3606 - Performing DNSSEC algorithm change in NIOS
Scenario
You are a DNS administrator at a coffee company. The internal name space includes an authoritative zone coffee.corp on the server NS1 (10.100.0.111) and a delegated zone zone kona.coffee.corp on server NS2 (10.100.0.222).
A decision is made to change algorithm from RSA/SHA256 to RSA/SHA512. You're tasked with this update, please gather the necessary information (TTL) before you begin, perform the configuration changes, and ensure necessary data has been uploaded to parent zone.
Estimate Completion Time
65 to 80 minutes
Credentials
Description | Username | Password | URL or IP |
---|---|---|---|
Grid Manager UI | admin | infoblox |
Course References
1204: DNSSEC Fundamentals
3011: DNS Troubleshooting Methodology
2204: Describing DNSSEC
2026: Configuring Recursive DNSSEC in NIOS
3028: Managing DNSSEC Keys in NIOS
Lab Initiation
Access jump-desktop
Once the lab is deployed, you can access the virtual machines required to complete this lab activity. To initiate the lab, click on the jump-desktop tile and login to the Linux UI:
Username: training
Password: infoblox
Initiate lab
To initiate the lab, double-click the Launch Lab icon on the Desktop.
Choose the lab number from the list and click OK.
After clicking OK, you will see a pop-up message with a brief description of the lab task. If the description looks correct, click Yes to continue lab initiation.
Lab initiation will take a couple of minutes to finish.

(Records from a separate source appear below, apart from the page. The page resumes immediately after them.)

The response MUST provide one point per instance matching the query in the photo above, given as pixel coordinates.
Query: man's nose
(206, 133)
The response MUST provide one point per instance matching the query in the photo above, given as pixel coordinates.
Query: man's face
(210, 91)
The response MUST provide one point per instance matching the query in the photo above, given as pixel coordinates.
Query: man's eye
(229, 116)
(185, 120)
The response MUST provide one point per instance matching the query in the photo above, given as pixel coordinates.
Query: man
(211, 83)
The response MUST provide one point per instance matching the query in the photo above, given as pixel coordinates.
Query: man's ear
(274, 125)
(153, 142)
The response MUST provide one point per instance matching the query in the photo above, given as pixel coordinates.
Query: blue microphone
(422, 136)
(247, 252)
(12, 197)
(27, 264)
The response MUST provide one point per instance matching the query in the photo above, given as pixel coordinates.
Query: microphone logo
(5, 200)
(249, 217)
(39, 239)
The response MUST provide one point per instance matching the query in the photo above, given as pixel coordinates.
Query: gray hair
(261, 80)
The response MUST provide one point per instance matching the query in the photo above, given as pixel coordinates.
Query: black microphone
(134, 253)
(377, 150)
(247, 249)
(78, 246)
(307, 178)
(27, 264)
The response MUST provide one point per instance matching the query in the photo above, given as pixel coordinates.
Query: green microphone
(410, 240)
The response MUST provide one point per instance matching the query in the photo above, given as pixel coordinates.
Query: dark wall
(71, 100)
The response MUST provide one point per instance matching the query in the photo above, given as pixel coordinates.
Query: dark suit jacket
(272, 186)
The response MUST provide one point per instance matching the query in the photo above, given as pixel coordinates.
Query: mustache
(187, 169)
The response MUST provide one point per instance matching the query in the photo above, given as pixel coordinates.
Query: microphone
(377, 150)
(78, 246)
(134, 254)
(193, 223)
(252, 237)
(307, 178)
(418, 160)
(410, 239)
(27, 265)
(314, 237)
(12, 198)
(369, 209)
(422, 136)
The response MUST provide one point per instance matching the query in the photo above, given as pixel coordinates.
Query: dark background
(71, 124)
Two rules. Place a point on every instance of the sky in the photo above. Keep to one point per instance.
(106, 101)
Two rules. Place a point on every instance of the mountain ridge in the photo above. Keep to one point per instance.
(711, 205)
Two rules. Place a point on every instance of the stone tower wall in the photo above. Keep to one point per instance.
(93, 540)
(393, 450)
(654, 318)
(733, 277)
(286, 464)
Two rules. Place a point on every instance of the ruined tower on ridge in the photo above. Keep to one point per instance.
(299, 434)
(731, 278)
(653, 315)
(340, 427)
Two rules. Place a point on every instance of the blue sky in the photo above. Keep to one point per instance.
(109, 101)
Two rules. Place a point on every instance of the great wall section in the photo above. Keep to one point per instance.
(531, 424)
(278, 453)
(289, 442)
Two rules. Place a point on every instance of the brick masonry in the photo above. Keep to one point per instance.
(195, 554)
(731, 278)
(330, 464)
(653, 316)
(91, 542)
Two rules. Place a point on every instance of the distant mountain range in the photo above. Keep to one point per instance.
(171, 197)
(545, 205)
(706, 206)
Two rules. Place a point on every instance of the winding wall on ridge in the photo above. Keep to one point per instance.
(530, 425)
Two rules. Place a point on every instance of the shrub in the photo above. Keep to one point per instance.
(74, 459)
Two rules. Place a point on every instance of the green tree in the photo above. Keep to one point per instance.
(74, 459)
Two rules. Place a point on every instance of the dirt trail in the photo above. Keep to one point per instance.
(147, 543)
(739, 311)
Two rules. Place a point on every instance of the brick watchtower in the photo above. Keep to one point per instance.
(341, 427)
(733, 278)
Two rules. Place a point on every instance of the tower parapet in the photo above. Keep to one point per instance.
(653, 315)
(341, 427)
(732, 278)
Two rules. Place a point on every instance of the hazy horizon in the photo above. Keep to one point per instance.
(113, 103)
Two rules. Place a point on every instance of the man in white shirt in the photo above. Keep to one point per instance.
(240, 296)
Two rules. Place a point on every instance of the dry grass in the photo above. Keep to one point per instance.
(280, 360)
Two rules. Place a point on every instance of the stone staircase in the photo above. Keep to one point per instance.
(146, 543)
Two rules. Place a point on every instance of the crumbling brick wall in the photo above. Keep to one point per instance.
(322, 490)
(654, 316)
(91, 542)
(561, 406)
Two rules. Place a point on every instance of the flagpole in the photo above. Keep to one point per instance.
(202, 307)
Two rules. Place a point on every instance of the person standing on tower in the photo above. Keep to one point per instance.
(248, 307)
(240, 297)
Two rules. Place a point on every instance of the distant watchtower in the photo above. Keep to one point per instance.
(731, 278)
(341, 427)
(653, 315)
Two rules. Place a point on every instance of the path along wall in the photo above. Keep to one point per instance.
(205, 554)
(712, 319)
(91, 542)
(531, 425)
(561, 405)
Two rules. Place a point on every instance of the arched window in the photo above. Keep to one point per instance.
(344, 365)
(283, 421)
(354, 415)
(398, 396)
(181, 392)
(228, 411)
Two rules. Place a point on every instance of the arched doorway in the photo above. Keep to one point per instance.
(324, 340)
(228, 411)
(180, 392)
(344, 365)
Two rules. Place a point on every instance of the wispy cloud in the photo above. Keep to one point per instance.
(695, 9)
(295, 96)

Once complete, you will see another pop-up message with the login credentials and the URL for the Grid Manager’s User Interface. Note that the credentials may differ from those from prior labs.
Tasks
Task 1: Gathering TTL information
The first step in key rollover is understanding the current TTL values
What is the current default TTL as configured for the zone kona.coffee.corp? Can this be changed?
What is the current TTL for A for the zone kona.coffee.corp? Can this be changed?
What is the current TTL for NS for the zone kona.coffee.corp? Can this be changed?
What is the current TTL for RRSIG for the zone kona.coffee.corp? Can this be changed?
What is the current TTL for DNSKEY for the zone kona.coffee.corp? Can this be changed?
Please Write down the current TTL values for each in the table below:
Record Type | Current TTL (seconds) | Can it Be Changed? |
---|---|---|
A | ||
NS | ||
DNSKEY | ||
RRSIG |
TTL is an important part of key rollover planning. Being too aggressive with timeline during key rollover may orphan signatures cached by other validating resolvers, and result in bogus responses for users attempting to resolve your authoritative name. The next task takes you through such an operation that results in breaking client resolution. This aggressive behavior in changing KSK is not recommended in a production environment, it is only done in the lab to illustrate its consequences.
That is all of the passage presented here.